Scheduling ACE Operations and Repairs

Scheduling ACE Diff Operations (Beta)

ACE supports automated scheduling of table-diff and repset-diff operations through configuration settings in ace_config.py. The job scheduler allows you to perform regular consistency checks without manual intervention.

Use properties in the ACE Background Service Options section of the ace_config.py file to specify general background service preferences:

** ACE Background Service Options **
 
LISTEN_ADDRESS = "0.0.0.0"
LISTEN_PORT = 5000
 
# Smallest interval that can be used for any ACE background service
MIN_RUN_FREQUENCY = timedelta(minutes=5)
  • LISTEN_ADDRESS (default="0.0.0.0") is the network address ACE should bind to when started as a background process.
  • LISTEN_PORT (default=5000) is the default port ACE should listen on when started as a background process.
  • MIN_RUN_FREQUENCY (default=timedelta(minutes=5)) is the minimum interval between consecutive runs of a background job. This value can be set using any timedelta unit -- such as minutes, seconds, or hours. For example, if MIN_RUN_FREQUENCY is set to 5 minutes, then no job can be scheduled to run more frequently than once every 5 minutes.

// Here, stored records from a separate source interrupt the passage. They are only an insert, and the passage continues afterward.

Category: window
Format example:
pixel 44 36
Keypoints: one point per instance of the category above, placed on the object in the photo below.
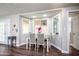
pixel 25 26
pixel 55 25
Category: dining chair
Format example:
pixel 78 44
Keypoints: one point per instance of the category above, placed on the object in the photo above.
pixel 40 41
pixel 31 40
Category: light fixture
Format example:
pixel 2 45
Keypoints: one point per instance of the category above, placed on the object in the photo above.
pixel 33 16
pixel 70 19
pixel 45 15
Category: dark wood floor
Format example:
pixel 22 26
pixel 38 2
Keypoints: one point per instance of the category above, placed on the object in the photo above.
pixel 21 51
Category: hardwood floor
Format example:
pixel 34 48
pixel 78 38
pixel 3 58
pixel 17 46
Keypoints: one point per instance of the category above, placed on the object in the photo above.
pixel 21 51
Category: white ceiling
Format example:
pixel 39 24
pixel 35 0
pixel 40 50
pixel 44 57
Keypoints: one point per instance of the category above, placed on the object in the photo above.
pixel 72 14
pixel 14 8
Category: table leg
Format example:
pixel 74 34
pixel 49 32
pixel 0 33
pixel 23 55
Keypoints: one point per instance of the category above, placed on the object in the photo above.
pixel 47 46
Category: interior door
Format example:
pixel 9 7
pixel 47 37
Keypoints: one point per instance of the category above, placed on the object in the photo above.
pixel 75 31
pixel 2 32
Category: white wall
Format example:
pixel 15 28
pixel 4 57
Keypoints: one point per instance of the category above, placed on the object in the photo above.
pixel 75 29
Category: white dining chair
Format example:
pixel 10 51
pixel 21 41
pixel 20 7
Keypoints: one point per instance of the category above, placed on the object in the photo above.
pixel 40 40
pixel 31 40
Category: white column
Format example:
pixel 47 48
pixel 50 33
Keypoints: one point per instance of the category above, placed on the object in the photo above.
pixel 31 26
pixel 64 31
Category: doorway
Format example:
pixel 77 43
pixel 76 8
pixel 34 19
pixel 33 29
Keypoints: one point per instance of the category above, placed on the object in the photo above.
pixel 74 30
pixel 2 33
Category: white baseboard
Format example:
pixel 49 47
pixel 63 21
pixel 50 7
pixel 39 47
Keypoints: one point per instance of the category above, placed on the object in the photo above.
pixel 63 51
pixel 56 47
pixel 20 44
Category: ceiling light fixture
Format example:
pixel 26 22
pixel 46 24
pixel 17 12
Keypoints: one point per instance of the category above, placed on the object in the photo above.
pixel 45 15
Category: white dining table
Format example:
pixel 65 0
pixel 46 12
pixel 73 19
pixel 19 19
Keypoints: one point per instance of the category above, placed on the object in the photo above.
pixel 45 36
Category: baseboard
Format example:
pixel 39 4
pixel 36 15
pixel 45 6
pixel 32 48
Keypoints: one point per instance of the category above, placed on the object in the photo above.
pixel 20 44
pixel 63 51
pixel 56 47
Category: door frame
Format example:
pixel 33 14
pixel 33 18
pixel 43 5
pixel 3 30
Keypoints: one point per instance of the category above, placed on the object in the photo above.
pixel 73 9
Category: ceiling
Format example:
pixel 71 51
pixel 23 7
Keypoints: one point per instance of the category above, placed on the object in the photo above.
pixel 15 8
pixel 72 14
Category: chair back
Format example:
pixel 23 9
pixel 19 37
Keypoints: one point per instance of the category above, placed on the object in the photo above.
pixel 32 38
pixel 40 39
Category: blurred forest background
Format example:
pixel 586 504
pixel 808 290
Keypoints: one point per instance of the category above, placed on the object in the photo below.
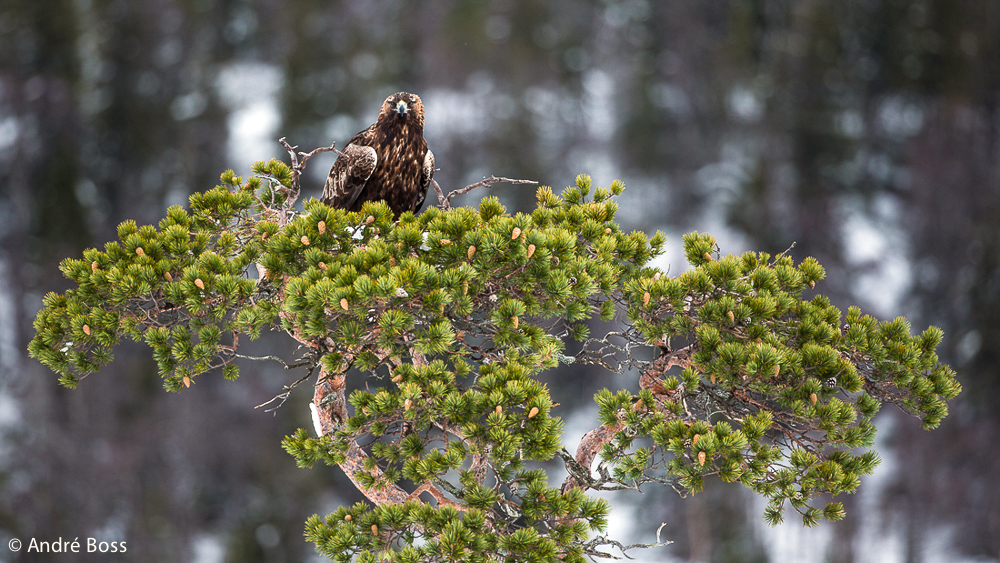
pixel 866 132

Additionally, use properties in the following sections to define jobs and schedules for their execution.

Scheduling a Job

The ace_config.py file (by default, located in $PGEDGE_HOME/hub/scripts/) contains information about jobs and their schedules in two .json-formatted sections; first, use the following property:value pairs in the schedule_jobs section to define jobs:

Job Configuration Options

Each job in schedule_jobs supports:

  • name (required): Unique identifier for the job
  • cluster_name (required): Name of the cluster
  • table_name OR repset_name (required): Fully qualified table name or repset name
  • args (optional): Dictionary of table-diff parameters
    • max_cpu_ratio: Maximum CPU usage ratio
    • batch_size: Batch size for processing
    • block_rows: Number of rows per block
    • table_filter: SQL WHERE clause used to filter rows for comparison
    • nodes: Nodes to include
    • output: Output format ["json", "csv", "html"]
    • quiet: Suppress output
    • dbname: Database name

For Example

# Define the jobs
schedule_jobs = [
    {
        "name": "t1",
        "cluster_name": "my_cluster",
        "table_name": "public.users"
    },
    {
        "name": "t2",
        "cluster_name": "my_cluster",
        "table_name": "public.orders",
        "args": {
            "max_cpu_ratio": 0.7,
            "batch_size": 1000,
            "block_rows": 10000,
            "nodes": "all",
            "output": "json",
            "quiet": False,
            "dbname": "mydb"
        }
    }
]

Then, use the property:value pairs in the schedule_config section to define the schedule for each job:

Schedule Configuration Options

Each schedule in schedule_config supports:

  • job_name (required): Name of the job to schedule (must match a job name)
  • crontab_schedule: Cron-style schedule expression
    • Cron Format: * * * * * (minute hour day_of_month month day_of_week)
    • Examples:
      • 0 0 * * *: Daily at midnight
      • 0 */4 * * *: Every 4 hours
      • 0 0 * * 0: Weekly on Sunday
  • run_frequency: Alternative to crontab, using time units (e.g., "30s", "5m", "1h")
    • Run Frequency Format: <number><unit>
    • Units: "s" (seconds), "m" (minutes), "h" (hours)
    • Minimum: 5 minutes
    • Examples:
      • "30s": Every 30 seconds
      • "5m": Every 5 minutes
      • "1h": Every hour
  • enabled: Whether the schedule is active (default: False)
  • rerun_after: Time to wait before rerunning if differences found

For Example

schedule_config = [
    {
        "job_name": "t1",
        "crontab_schedule": "0 0 * * *",    # Run at midnight
        "run_frequency": "30s",             # Alternative to crontab
        "enabled": True,
        "rerun_after": "1h"                # Rerun if diff found after 1 hour
    },
    {
        "job_name": "t2",
        "crontab_schedule": "0 */4 * * *",  # Every 4 hours
        "run_frequency": "5m",              # Alternative to crontab
        "enabled": True,
        "rerun_after": "30m"
    }
]

Starting and Stopping the Scheduler

The scheduler starts automatically when ACE is started.

./pgedge start ace

To stop the scheduler:

./pgedge stop ace

Best Practices

  1. Resource Management:
    • Stagger schedules to avoid overlapping resource-intensive jobs
    • Set appropriate max_cpu_ratio, block_rows, and batch_size values based on the table size and expected load
  2. Frequency Selection:
    • Use crontab_schedule for specific times
    • Use run_frequency for regular intervals

Scheduling Auto-Repair Jobs (Beta)

The auto-repair module monitors and repairs INSERT-INSERT exceptions in tables containing data that has been detected to have diverged. It runs as a background process, periodically checking for inconsistencies and applying repairs based on configured settings.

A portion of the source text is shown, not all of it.